SEOUL, vozpublica.id - Korea Selatan (Korsel) menggelar pemilihan presiden (pilpres) yang krusial pada Selasa (3/6/2025), 6 bulan setelah penerapan status darurat militer oleh Presiden Yoon Suk Yeol yang berujung pada pemakzulannya. Tiga kandidat utama kini bersaing ketat untuk merebut kursi kepemimpinan tertinggi Negeri Ginseng.
Lee Jae Myung, mantan gubernur Gyeonggi dan tokoh utama oposisi dari Partai Demokrat, menjadi kandidat terkuat dalam pilpres kali ini. Ia berkampanye dengan janji tegas untuk "menangani kelompok pemberontak", yakni para loyalis Yoon yang masih aktif di pemerintahan dan militer.
Gaya kepemimpinannya yang dikenal agresif justru dianggap oleh para pendukungnya sebagai bentuk ketegasan di tengah ketidakstabilan politik.
Kim Moon Soo, mewakili partai yang sebelumnya menaungi Yoon Suk Yeol, menggunakan pendekatan yang menyerang lawannya secara langsung. Ia menyoroti berbagai kasus hukum yang tengah membayangi Lee Jae Myung serta menggambarkan gaya kepemimpinan Lee sebagai berpotensi “kediktatoran baru”.
Kim menjanjikan masa depan yang stabil, bersih dari ekstremisme politik.
Lee Jun Seok, mantan pemimpin muda Partai Kekuatan Rakyat, kini maju melalui Partai Reformasi Baru. Meski elektabilitasnya lebih rendah, sekitar 10 persen menurut survei terakhir, kehadirannya tetap menarik perhatian generasi muda yang mendambakan perubahan struktural dalam sistem politik Korea Selatan.
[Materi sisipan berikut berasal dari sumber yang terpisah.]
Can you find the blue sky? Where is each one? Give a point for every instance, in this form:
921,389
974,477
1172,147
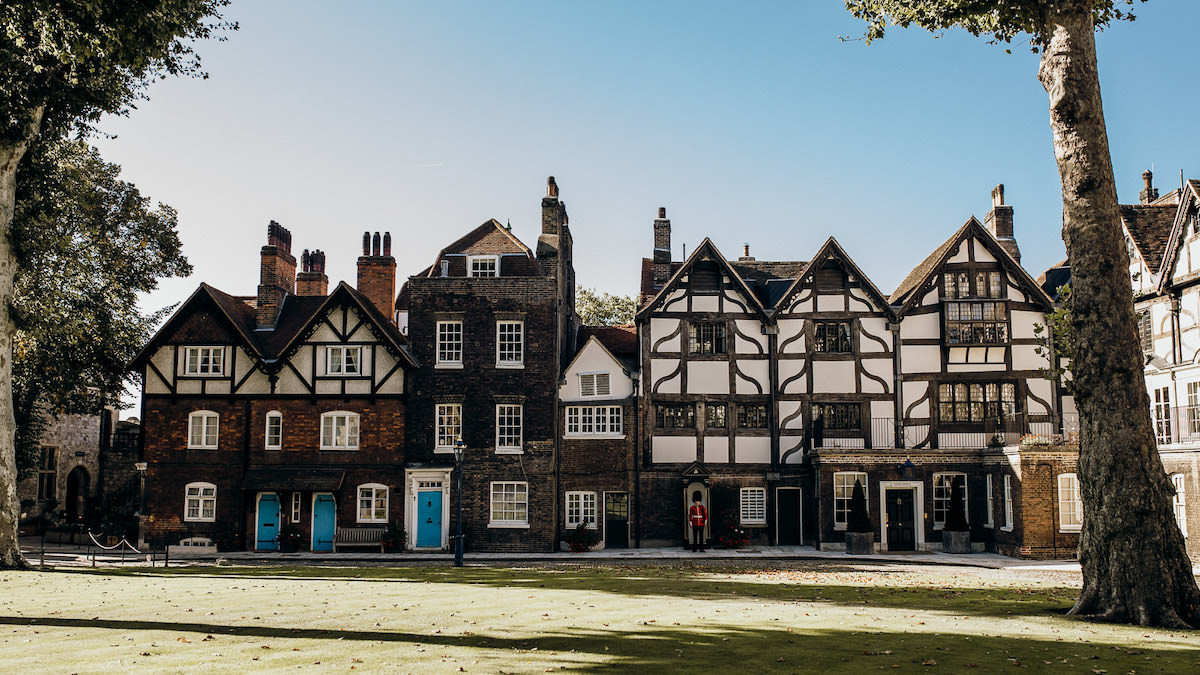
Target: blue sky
749,123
Data Komisi Pemilihan Umum Nasional (NEC) menyebutkan bahwa hingga pukul 13.00 waktu setempat, sebanyak 27,56 juta dari total 44,39 juta pemilih telah memberikan suara. Ini mencerminkan antusiasme tinggi rakyat dalam pilpres mendadak ini. Sebelumnya, lebih dari sepertiga pemilih terdaftar (34,74%) telah menyalurkan hak suaranya dalam pemungutan suara awal pada pekan lalu.